The farmers’ market was in full swing and while it wasn’t as big as the one I visited last summer, market goers were snatching up goodies left and right and carrying their wares in  tote bags as they surveyed their possible purchase.  And I mean snatching.  As I was taking photos of the radishes up top, I was literally surrounded on all sides by people buying bunch after bunch.  A few seconds after I took my shot, there were only 2 bunches left on the table.  I kid you not!  One bunch of radishes after another kept disappearing and I thanked my lucky stars I got there when I did because otherwise, I would have been staring at a few remaining scraggly roots. 

The Riverdale Farm farmers’ market just started their 2012 season last week (Tuesdays from 3pm-7pm) so I have no doubt that the market will expand and get a little larger over the course of the summer.  Despite the smaller size though, I still found myself wanting to pick up more than a few items to take home.  What can I say, I’m a shopaholic at heart and that clearly extends to food! 

I saw some familiar vendors and faces at the market yesterday, including St.

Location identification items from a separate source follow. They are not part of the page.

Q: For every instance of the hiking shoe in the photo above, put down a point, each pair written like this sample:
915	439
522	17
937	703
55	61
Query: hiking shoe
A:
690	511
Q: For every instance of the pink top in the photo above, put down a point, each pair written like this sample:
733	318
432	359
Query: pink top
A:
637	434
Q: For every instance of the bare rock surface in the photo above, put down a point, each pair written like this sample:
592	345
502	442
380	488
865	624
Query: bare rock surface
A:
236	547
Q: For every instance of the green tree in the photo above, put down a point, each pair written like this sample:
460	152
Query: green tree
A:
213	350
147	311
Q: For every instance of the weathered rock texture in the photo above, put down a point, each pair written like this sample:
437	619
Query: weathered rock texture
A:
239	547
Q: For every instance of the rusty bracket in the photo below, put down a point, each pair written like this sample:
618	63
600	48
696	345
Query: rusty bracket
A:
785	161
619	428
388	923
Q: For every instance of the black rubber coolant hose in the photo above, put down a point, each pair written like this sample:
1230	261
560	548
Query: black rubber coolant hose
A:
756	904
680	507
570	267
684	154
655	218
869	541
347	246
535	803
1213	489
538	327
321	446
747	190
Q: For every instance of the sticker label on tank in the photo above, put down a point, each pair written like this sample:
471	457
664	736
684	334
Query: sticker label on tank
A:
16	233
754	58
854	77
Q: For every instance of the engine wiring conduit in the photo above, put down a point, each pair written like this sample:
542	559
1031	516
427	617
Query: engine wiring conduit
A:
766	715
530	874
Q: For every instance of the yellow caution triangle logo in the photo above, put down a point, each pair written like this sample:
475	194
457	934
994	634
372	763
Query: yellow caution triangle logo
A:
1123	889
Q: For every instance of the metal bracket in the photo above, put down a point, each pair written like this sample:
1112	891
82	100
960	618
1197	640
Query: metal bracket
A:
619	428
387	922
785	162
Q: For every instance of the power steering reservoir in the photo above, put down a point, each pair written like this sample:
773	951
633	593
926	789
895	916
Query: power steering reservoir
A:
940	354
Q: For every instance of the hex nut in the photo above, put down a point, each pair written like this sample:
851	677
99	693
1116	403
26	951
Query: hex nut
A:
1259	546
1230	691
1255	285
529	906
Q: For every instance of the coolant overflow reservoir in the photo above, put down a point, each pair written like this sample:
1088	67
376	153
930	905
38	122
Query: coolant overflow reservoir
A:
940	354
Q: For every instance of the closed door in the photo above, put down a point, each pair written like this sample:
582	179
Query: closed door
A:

John’s Bakery, La Fiesta Catering (who appear at both Fresh Wednesdays and Tasty Thursdays at Nathan Phillips Square with some of the meanest cornmeal mashed potatoes and pulled pork in the city!), LKP Culinary Groove, and Best Baa Dairy!  Best Baa Dairy was back with their huge assortment of cheese and goat’s milk ice cream, LPK Culinary Groove had their vegan cupcakes, cookies, cakes, and sweet potato donut holes on hand, La Fiesta Catering was firing up their grill with kabobs and succulent hot food delights, and St. John’s Bakery was dishing up the bread, cookies, and scones! 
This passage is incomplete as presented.